The late great journalist Jack Newfield, in his memoir Somebody's Gotta Tell It, advises that some of the best stories about boxing or politics come from hanging out with the losers after the big event. And so, on Tuesday night, I headed to Madison's to watch state Supreme Court candidate Linda Clifford go down in defeat.
It was as fated as a fight between Joe Foreman and Pee-wee Herman -- not because Clifford is a lightweight but because of the sheer volume of sucker punches thrown by her rival, Annette Ziegler, and her big-business backers, notably Wisconsin Manufacturers and Commerce. Clifford was portrayed as a werewolf and, worse, a "Madison immigration lawyer," a deliberate distortion meant to exploit hatred of illegal aliens.
But Clifford failed to establish momentum, or match Ziegler's vast sums. Early in the night, on WTDY, John Nichols and Paul Soglin agreed Clifford had run "the worst campaign that's ever been run."
Clifford's party was a dismal affair. The snack spread sat mostly untouched and the crowd's loyalties seemed torn between the screens showing election returns and the one behind the bar carrying the Brewer game. (The Brewers won.)
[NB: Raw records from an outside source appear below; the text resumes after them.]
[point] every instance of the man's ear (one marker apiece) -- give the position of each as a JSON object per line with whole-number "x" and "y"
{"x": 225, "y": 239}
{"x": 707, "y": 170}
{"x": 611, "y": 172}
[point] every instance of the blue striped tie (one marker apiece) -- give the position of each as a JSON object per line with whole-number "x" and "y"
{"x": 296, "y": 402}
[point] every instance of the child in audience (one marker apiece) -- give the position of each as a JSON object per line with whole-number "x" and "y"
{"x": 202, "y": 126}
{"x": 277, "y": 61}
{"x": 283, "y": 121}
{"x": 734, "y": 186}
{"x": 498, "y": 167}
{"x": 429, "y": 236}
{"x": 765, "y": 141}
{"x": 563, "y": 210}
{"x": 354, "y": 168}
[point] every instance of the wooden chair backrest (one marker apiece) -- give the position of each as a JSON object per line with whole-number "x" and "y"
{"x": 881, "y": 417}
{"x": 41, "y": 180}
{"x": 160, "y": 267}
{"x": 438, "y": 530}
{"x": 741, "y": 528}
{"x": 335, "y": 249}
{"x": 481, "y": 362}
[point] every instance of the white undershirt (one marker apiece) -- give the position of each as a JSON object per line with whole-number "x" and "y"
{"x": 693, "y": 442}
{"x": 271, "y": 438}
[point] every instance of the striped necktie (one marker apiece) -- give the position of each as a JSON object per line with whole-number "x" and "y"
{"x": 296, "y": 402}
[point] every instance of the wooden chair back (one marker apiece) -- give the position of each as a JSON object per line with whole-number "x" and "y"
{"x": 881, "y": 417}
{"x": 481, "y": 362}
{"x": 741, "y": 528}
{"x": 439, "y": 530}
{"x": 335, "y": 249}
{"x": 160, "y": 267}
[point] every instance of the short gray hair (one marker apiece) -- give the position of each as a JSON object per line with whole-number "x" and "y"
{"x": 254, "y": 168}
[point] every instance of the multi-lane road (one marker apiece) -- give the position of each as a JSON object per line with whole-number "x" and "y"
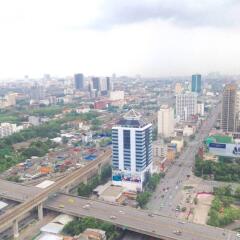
{"x": 167, "y": 197}
{"x": 137, "y": 220}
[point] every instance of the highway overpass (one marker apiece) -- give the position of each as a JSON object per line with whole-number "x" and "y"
{"x": 12, "y": 217}
{"x": 140, "y": 221}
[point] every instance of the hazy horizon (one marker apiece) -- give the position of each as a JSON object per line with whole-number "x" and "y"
{"x": 153, "y": 38}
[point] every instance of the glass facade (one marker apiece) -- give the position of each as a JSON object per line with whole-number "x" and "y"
{"x": 142, "y": 150}
{"x": 196, "y": 83}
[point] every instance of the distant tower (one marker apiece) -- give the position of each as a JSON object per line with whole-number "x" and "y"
{"x": 186, "y": 105}
{"x": 196, "y": 83}
{"x": 109, "y": 84}
{"x": 96, "y": 83}
{"x": 229, "y": 108}
{"x": 79, "y": 81}
{"x": 166, "y": 121}
{"x": 132, "y": 151}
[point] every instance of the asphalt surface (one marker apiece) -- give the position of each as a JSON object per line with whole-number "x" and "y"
{"x": 167, "y": 195}
{"x": 141, "y": 221}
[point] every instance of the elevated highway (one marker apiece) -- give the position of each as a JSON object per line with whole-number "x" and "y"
{"x": 37, "y": 199}
{"x": 140, "y": 221}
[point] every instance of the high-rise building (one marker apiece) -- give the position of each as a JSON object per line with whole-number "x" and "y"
{"x": 79, "y": 81}
{"x": 186, "y": 105}
{"x": 132, "y": 151}
{"x": 178, "y": 88}
{"x": 109, "y": 84}
{"x": 229, "y": 108}
{"x": 96, "y": 83}
{"x": 196, "y": 83}
{"x": 166, "y": 121}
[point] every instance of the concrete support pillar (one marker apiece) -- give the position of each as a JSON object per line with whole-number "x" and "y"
{"x": 99, "y": 169}
{"x": 85, "y": 180}
{"x": 15, "y": 229}
{"x": 40, "y": 211}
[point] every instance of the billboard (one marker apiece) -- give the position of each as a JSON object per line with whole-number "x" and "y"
{"x": 126, "y": 176}
{"x": 225, "y": 149}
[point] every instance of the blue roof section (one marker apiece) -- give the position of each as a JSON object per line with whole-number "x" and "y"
{"x": 131, "y": 123}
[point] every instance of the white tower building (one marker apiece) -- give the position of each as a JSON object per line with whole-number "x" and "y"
{"x": 166, "y": 121}
{"x": 132, "y": 151}
{"x": 186, "y": 105}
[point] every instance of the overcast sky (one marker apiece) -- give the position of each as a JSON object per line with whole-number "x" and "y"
{"x": 101, "y": 37}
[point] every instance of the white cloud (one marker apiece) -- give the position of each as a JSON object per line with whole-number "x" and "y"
{"x": 55, "y": 37}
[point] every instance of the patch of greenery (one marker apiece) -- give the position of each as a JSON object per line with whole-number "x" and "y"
{"x": 85, "y": 189}
{"x": 150, "y": 185}
{"x": 227, "y": 171}
{"x": 77, "y": 226}
{"x": 222, "y": 211}
{"x": 143, "y": 198}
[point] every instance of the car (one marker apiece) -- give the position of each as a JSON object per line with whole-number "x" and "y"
{"x": 181, "y": 222}
{"x": 87, "y": 206}
{"x": 177, "y": 232}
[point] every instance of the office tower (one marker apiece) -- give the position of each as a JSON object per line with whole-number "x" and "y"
{"x": 109, "y": 84}
{"x": 96, "y": 83}
{"x": 186, "y": 105}
{"x": 196, "y": 83}
{"x": 178, "y": 88}
{"x": 132, "y": 151}
{"x": 79, "y": 81}
{"x": 229, "y": 108}
{"x": 166, "y": 121}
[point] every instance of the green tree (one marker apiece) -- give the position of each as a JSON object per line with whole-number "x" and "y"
{"x": 143, "y": 198}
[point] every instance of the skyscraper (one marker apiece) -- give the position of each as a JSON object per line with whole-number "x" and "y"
{"x": 109, "y": 84}
{"x": 186, "y": 105}
{"x": 132, "y": 151}
{"x": 78, "y": 81}
{"x": 96, "y": 83}
{"x": 229, "y": 109}
{"x": 196, "y": 83}
{"x": 166, "y": 121}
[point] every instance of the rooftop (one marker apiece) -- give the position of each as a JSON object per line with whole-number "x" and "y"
{"x": 132, "y": 119}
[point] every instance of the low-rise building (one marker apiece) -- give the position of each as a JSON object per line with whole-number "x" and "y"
{"x": 179, "y": 142}
{"x": 7, "y": 129}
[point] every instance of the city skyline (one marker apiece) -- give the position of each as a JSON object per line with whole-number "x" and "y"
{"x": 151, "y": 38}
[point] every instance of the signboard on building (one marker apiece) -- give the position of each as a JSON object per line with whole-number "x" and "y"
{"x": 225, "y": 149}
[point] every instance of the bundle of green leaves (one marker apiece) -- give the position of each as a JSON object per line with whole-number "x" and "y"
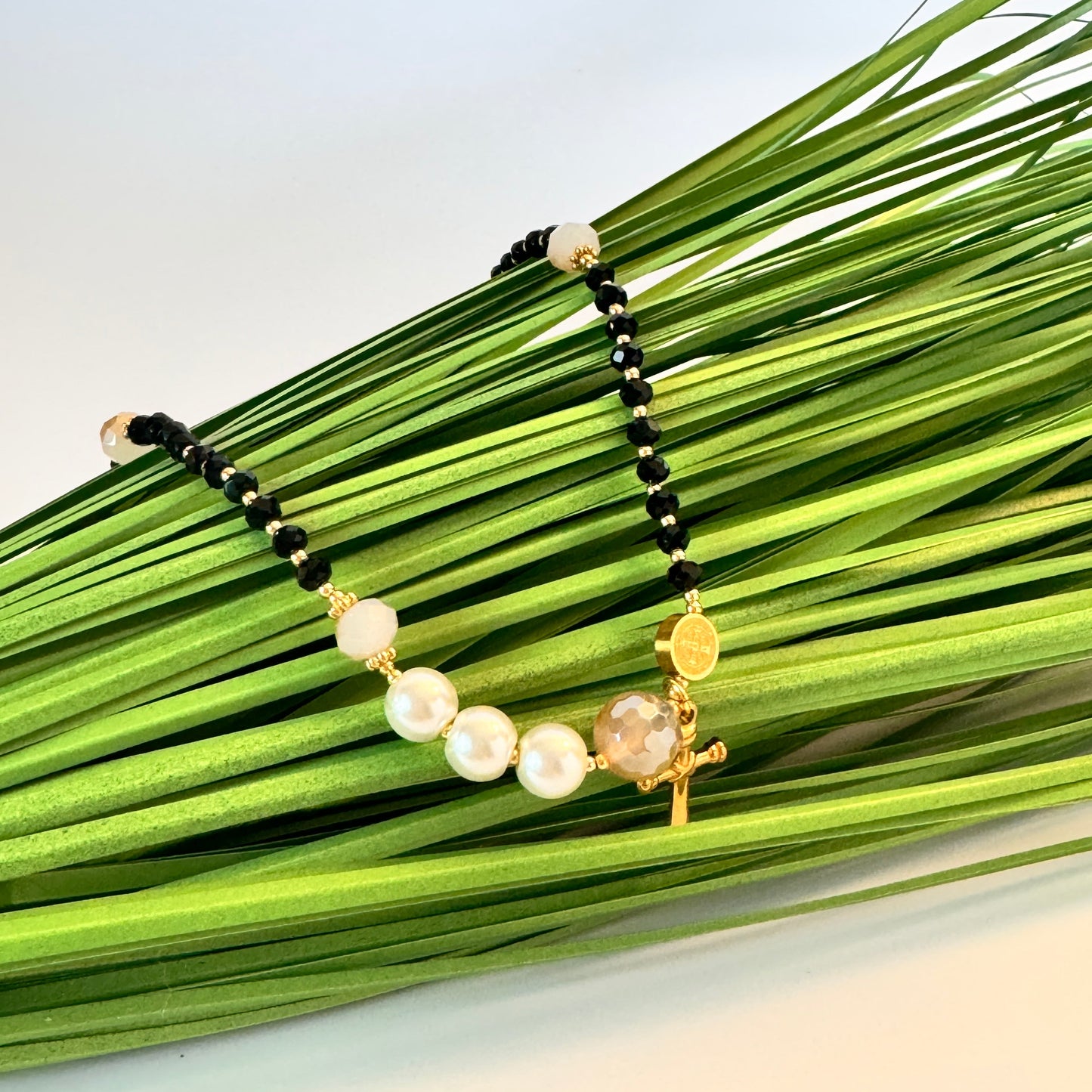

Several people offered laments. "I don't care if it's the trial lawyers or WMC, but when so much money is spent on a Supreme Court race, something is wrong," one lawyer told me. Another attendee, attorney Fred Wade, wondered if the fuss over Ziegler's ethical lapses in ignoring clear conflicts worked in her favor, by building name recognition in a low-turnout race. I've heard worse theories.
Just after 10 p.m., Clifford arrived. "It is what it is," she told the gathering. "I'm disappointed in the result [and] in the fact that judicial elections are now so dominated by money." She'll continue to fight for judicial independence and the need for high ethics: "The issues are bigger than me, bigger than this race."
Afterward, Clifford was engulfed by a knot of reporters, with outstretched microphones and hand-held recorders. "How do you feel about tonight?" one TV reporter asked. "Life goes on," was part of her reply.
Then it was my turn. "Doesn't it tick you off?" I asked Clifford of the race. "Yes," she admitted. "I thought the negativity from my opponent was demeaning and juvenile. It appealed to the worst instincts among the voters."
Clifford agreed that Ziegler's tough-on-crime rhetoric played into misperceptions of what justices do (mainly civil law, for one thing). And the low turnout, she said diplomatically, "may have included voters who may not have been familiar with the role of the Supreme Court."
That was enough for my story, so I went home to write. Somebody's gotta tell it, I thought to myself.